L’Uefa apre all’ipotesi Alessandria per l’esordio europeo del Toro, ma limita la capienza dello stadio Moccagatta a soli 4000 spettatori

L’Uefa ha detto sì, ma con riserva, e il Toro resta alle prese con il problema stadio per la prima gara dei preliminari di Europa League. Per i tecnici della massima organizzazione calcistica europea lo stadio Moccagatta di Alessandria potrà ospitare l’esordio europeo dei granata, ma con una capienza ridotta. I seimila spettatori per cui è omologato l’impianto della squadra grigia potranno essere infatti solo quattromila. Il problema riguarda la curva Nord, quella più capiente e che ospita i tifosi di casa, che non dispone di seggiolini con schienale, indispensabili per ospitare competizioni europee. Lo spazio per i sostenitori del Toro si ridurrà ulteriormente di almeno duecento unità, ovvero quelle destinate ai tifosi ospiti.

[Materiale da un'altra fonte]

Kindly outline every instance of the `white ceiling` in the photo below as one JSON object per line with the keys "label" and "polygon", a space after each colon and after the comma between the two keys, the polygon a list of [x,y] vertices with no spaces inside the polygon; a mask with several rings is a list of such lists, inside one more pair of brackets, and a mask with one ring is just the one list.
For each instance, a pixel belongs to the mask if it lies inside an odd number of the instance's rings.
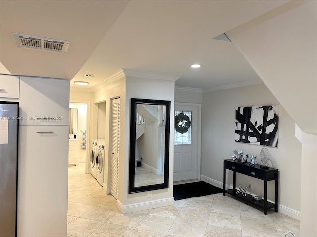
{"label": "white ceiling", "polygon": [[[287,1],[1,0],[0,60],[12,74],[68,79],[73,89],[120,68],[179,76],[176,86],[203,91],[261,83],[231,42],[212,38]],[[18,48],[12,32],[70,44],[66,54]]]}

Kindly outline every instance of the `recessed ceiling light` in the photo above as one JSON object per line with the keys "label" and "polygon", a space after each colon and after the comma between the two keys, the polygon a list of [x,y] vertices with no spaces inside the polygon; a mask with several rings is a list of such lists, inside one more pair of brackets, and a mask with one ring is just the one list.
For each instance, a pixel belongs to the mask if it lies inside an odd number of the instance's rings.
{"label": "recessed ceiling light", "polygon": [[86,81],[75,81],[74,84],[75,85],[89,85],[89,83],[88,82],[86,82]]}
{"label": "recessed ceiling light", "polygon": [[88,73],[84,74],[84,77],[95,77],[95,74],[89,74]]}
{"label": "recessed ceiling light", "polygon": [[202,65],[201,65],[200,64],[192,64],[191,65],[190,65],[192,68],[200,68],[201,66]]}

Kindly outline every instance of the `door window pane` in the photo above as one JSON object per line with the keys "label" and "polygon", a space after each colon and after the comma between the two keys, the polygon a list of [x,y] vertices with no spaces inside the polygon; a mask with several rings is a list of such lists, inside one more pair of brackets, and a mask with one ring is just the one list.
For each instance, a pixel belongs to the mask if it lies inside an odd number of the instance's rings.
{"label": "door window pane", "polygon": [[[192,112],[175,111],[175,128],[174,129],[174,145],[191,145],[192,144]],[[177,118],[182,118],[177,122]],[[180,129],[178,131],[176,127]]]}

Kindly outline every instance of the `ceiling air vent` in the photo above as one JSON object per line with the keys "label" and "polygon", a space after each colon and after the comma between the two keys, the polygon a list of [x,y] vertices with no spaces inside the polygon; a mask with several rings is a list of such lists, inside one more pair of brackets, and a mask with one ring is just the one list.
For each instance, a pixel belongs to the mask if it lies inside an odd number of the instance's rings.
{"label": "ceiling air vent", "polygon": [[61,40],[13,33],[18,47],[66,53],[70,42]]}

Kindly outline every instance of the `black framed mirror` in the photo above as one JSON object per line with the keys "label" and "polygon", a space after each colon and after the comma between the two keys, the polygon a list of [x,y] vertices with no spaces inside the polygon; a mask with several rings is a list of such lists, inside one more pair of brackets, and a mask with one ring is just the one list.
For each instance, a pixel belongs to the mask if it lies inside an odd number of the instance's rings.
{"label": "black framed mirror", "polygon": [[168,188],[170,101],[132,98],[129,193]]}

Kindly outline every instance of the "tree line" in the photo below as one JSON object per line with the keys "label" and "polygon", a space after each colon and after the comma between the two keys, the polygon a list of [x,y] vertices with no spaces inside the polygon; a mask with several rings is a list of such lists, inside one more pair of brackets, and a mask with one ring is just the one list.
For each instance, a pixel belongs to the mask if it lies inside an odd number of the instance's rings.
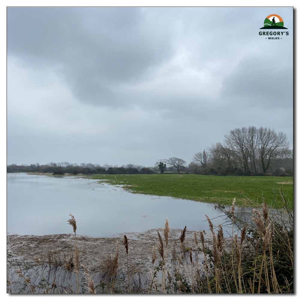
{"label": "tree line", "polygon": [[152,174],[175,171],[204,175],[281,176],[293,175],[293,152],[286,134],[274,129],[254,126],[236,128],[225,134],[222,142],[212,144],[195,154],[188,165],[177,157],[159,160],[154,166],[129,164],[121,167],[106,164],[51,162],[7,166],[8,173],[52,172],[54,175]]}
{"label": "tree line", "polygon": [[161,173],[167,165],[178,173],[185,171],[204,175],[292,176],[293,152],[285,133],[249,126],[231,130],[225,135],[223,142],[195,153],[188,166],[183,160],[175,157],[160,160],[155,164]]}
{"label": "tree line", "polygon": [[222,142],[196,153],[193,162],[201,167],[196,172],[258,175],[284,174],[286,170],[290,176],[293,152],[285,133],[249,126],[231,130]]}
{"label": "tree line", "polygon": [[45,165],[39,164],[17,166],[12,164],[7,166],[7,173],[34,172],[52,173],[53,175],[63,175],[66,174],[78,175],[79,174],[151,174],[154,172],[153,168],[130,164],[118,167],[106,164],[100,165],[82,163],[70,164],[67,162],[51,162]]}

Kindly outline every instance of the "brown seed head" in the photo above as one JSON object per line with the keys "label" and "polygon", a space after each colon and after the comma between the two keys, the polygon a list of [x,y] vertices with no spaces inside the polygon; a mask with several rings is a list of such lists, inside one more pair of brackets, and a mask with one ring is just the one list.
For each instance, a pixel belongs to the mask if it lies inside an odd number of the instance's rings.
{"label": "brown seed head", "polygon": [[87,282],[85,283],[86,284],[88,290],[89,294],[96,294],[94,287],[94,280],[92,279],[92,278],[89,274],[88,268],[85,266],[82,266],[82,268],[85,270],[85,272],[83,272],[83,274],[86,275],[86,279],[88,280]]}
{"label": "brown seed head", "polygon": [[253,220],[254,224],[256,225],[256,229],[257,230],[258,233],[262,237],[262,235],[265,232],[265,230],[264,226],[264,221],[261,215],[259,212],[256,209],[253,209],[254,213],[251,218]]}
{"label": "brown seed head", "polygon": [[67,222],[71,226],[73,226],[73,231],[74,231],[74,233],[76,233],[76,230],[77,229],[77,226],[76,224],[76,220],[75,220],[74,216],[73,216],[72,214],[70,213],[69,214],[69,215],[70,216],[71,218],[69,219],[69,220],[67,221]]}
{"label": "brown seed head", "polygon": [[157,243],[157,248],[156,250],[158,251],[158,253],[160,255],[162,258],[164,259],[164,243],[163,242],[163,239],[161,238],[161,236],[158,231],[157,232],[157,234],[158,236],[158,242]]}
{"label": "brown seed head", "polygon": [[171,277],[171,275],[170,275],[170,273],[169,271],[167,271],[167,273],[168,274],[168,275],[167,275],[167,278],[168,278],[168,280],[169,281],[169,284],[170,284],[172,283],[172,278]]}
{"label": "brown seed head", "polygon": [[166,243],[166,247],[168,245],[168,242],[169,240],[169,233],[170,232],[170,226],[169,224],[169,221],[167,218],[166,220],[166,223],[165,226],[164,227],[164,235],[165,237],[165,241]]}
{"label": "brown seed head", "polygon": [[128,240],[127,239],[127,237],[124,234],[123,237],[123,239],[122,240],[122,242],[125,246],[125,249],[126,250],[126,254],[128,254]]}
{"label": "brown seed head", "polygon": [[181,235],[180,236],[180,237],[179,238],[179,239],[180,240],[180,242],[181,242],[182,244],[184,242],[184,239],[185,238],[185,235],[186,234],[186,232],[187,226],[185,226],[183,229],[183,230],[181,231]]}
{"label": "brown seed head", "polygon": [[266,229],[266,234],[262,235],[262,250],[265,251],[271,239],[271,232],[269,225]]}

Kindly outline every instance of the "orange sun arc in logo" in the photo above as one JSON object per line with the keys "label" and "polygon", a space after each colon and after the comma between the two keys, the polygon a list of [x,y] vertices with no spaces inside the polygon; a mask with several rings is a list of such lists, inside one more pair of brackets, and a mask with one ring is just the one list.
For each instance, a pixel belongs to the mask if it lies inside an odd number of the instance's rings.
{"label": "orange sun arc in logo", "polygon": [[280,22],[283,22],[283,20],[282,20],[282,18],[281,18],[281,17],[280,16],[278,16],[278,15],[274,15],[274,14],[269,15],[267,17],[266,19],[268,19],[269,18],[270,18],[271,17],[272,17],[273,16],[274,16],[275,17],[277,17],[279,19]]}

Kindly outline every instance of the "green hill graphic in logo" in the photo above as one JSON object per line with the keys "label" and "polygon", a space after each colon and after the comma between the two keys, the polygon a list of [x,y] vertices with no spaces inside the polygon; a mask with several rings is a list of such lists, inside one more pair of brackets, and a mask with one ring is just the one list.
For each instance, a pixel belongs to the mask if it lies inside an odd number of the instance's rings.
{"label": "green hill graphic in logo", "polygon": [[[260,29],[266,29],[266,27],[269,27],[272,29],[287,29],[283,27],[283,20],[278,15],[270,15],[265,19],[263,27]],[[268,28],[267,29],[269,29]]]}

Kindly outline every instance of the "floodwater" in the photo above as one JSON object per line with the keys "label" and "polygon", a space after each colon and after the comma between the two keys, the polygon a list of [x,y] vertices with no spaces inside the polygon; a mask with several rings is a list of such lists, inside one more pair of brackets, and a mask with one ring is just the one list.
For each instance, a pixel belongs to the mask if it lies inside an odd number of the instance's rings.
{"label": "floodwater", "polygon": [[[190,230],[209,230],[205,214],[214,225],[224,221],[213,204],[133,194],[94,179],[20,173],[7,178],[9,234],[72,233],[67,222],[70,213],[76,220],[76,234],[97,237],[162,228],[167,218],[171,228],[186,225]],[[236,207],[235,212],[242,218],[251,211]],[[224,227],[224,236],[231,230]]]}

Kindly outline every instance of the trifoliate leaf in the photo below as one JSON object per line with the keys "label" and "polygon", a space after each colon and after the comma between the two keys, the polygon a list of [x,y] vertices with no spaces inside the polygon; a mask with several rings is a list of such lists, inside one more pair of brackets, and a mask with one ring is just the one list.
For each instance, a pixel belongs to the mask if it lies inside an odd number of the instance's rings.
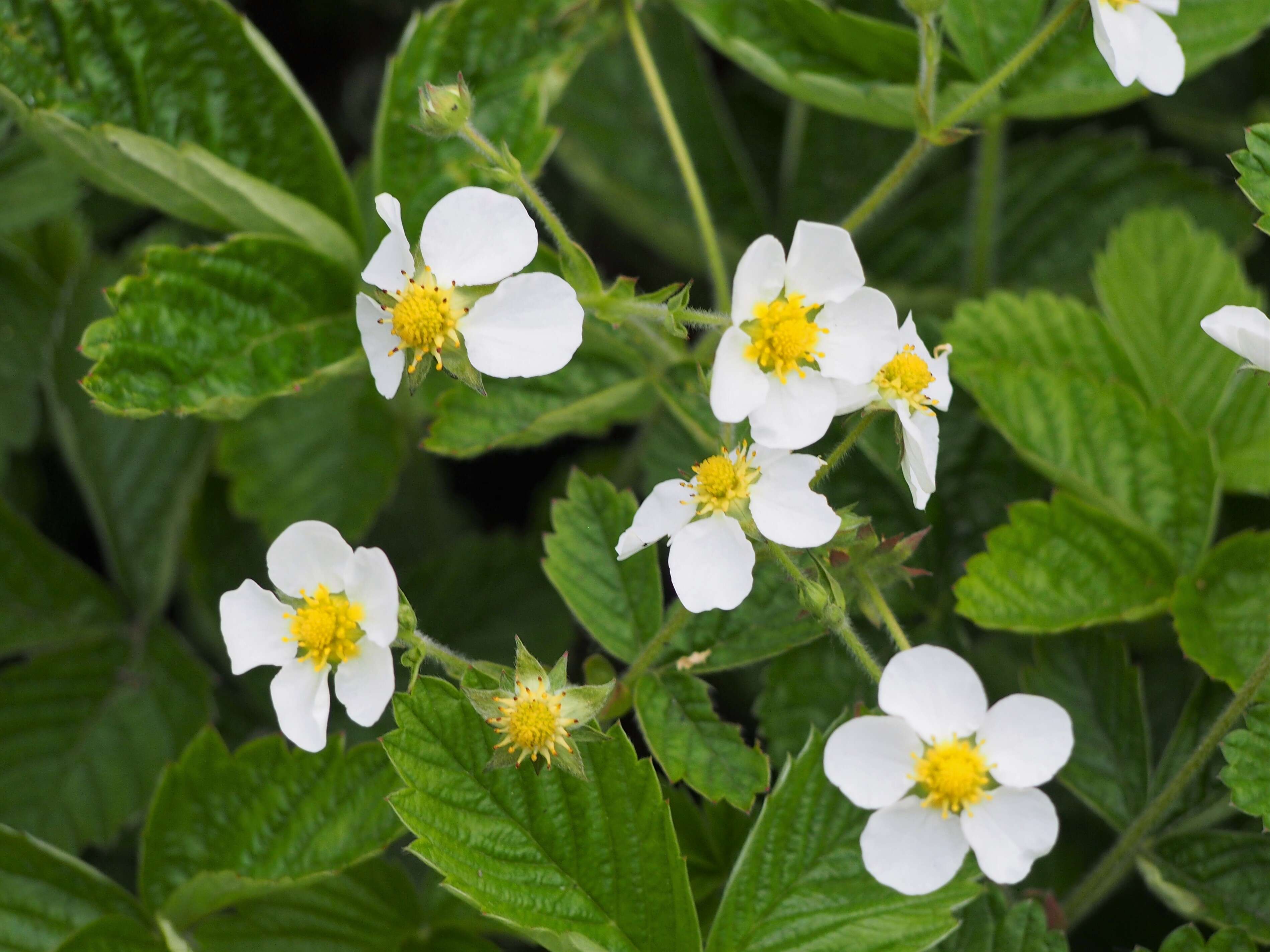
{"label": "trifoliate leaf", "polygon": [[542,571],[591,636],[624,661],[635,660],[662,625],[657,547],[617,561],[617,537],[635,509],[630,490],[574,470],[568,498],[551,504],[555,532],[542,541]]}
{"label": "trifoliate leaf", "polygon": [[1186,656],[1238,689],[1270,649],[1270,533],[1240,533],[1213,548],[1177,581],[1172,611]]}
{"label": "trifoliate leaf", "polygon": [[[141,840],[140,894],[178,928],[375,856],[401,828],[396,778],[375,744],[319,754],[281,736],[232,755],[215,730],[164,773]],[[260,835],[268,829],[269,835]]]}
{"label": "trifoliate leaf", "polygon": [[818,730],[763,802],[710,928],[707,952],[918,952],[956,928],[978,886],[902,896],[864,868],[869,812],[824,776]]}
{"label": "trifoliate leaf", "polygon": [[767,755],[745,744],[710,702],[710,685],[681,671],[645,674],[635,684],[635,713],[648,746],[671,783],[683,781],[706,800],[749,810],[767,790]]}
{"label": "trifoliate leaf", "polygon": [[1147,805],[1151,739],[1142,675],[1124,642],[1097,635],[1045,638],[1024,687],[1072,716],[1076,746],[1058,777],[1091,810],[1123,830]]}
{"label": "trifoliate leaf", "polygon": [[1040,635],[1137,621],[1168,608],[1168,551],[1067,493],[1017,503],[965,565],[956,611],[984,628]]}
{"label": "trifoliate leaf", "polygon": [[398,694],[384,745],[406,788],[410,852],[483,913],[551,948],[698,952],[687,868],[653,765],[620,726],[560,770],[486,770],[497,735],[458,691]]}

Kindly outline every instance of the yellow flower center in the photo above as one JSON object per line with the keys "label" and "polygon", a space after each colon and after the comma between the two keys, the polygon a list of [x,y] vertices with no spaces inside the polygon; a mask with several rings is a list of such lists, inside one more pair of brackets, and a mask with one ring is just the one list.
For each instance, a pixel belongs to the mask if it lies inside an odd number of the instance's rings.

L’indisponibilità del Grande Torino, causa rifacimento manto erboso per i tanti spettacoli musicali ospitati in queste settimane, è quindi un problema. Cinque anni fa, la prima gara dei preliminari dei granata ospitò ben 24mila tifosi, nonostante gli uomini di Ventura avessero vinto la gara di andata in trasferta 3-0. Giocare ad Alessandria tarperà quindi l’entusiasmo del popolo granata, che sarebbe accorso in gran numero per festeggiare il ritorno in Europa.

L’unica alternativa possibile, quella della Dacia Arena di Udine, non viene al momento presa in considerazione.  La società granata infatti non vuole costringere i tifosi più affezionati ad una trasferta lunghissima in un giorno feriale, benché in piena estate. Si giocherà quasi certamente al Moccagatta, ma si scatenerà una clamorosa corsa al biglietto. La richiesta sarà almeno tripla rispetto all’offerta, e aggiudicarsi un ticket per la sfida una vera impresa. Il Toro ha però una possibilità di risolvere la situazione, ovvero quella di passare il turno. Per il successivo turno di preliminari, quello che si giocherà il primo e l’otto agosto, tornerà infatti disponibile il Grande Torino. E allora la festa per l’Europa potrà avere una degna cornice di pubblico, con oltre ventimila cuori granata sugli spalti.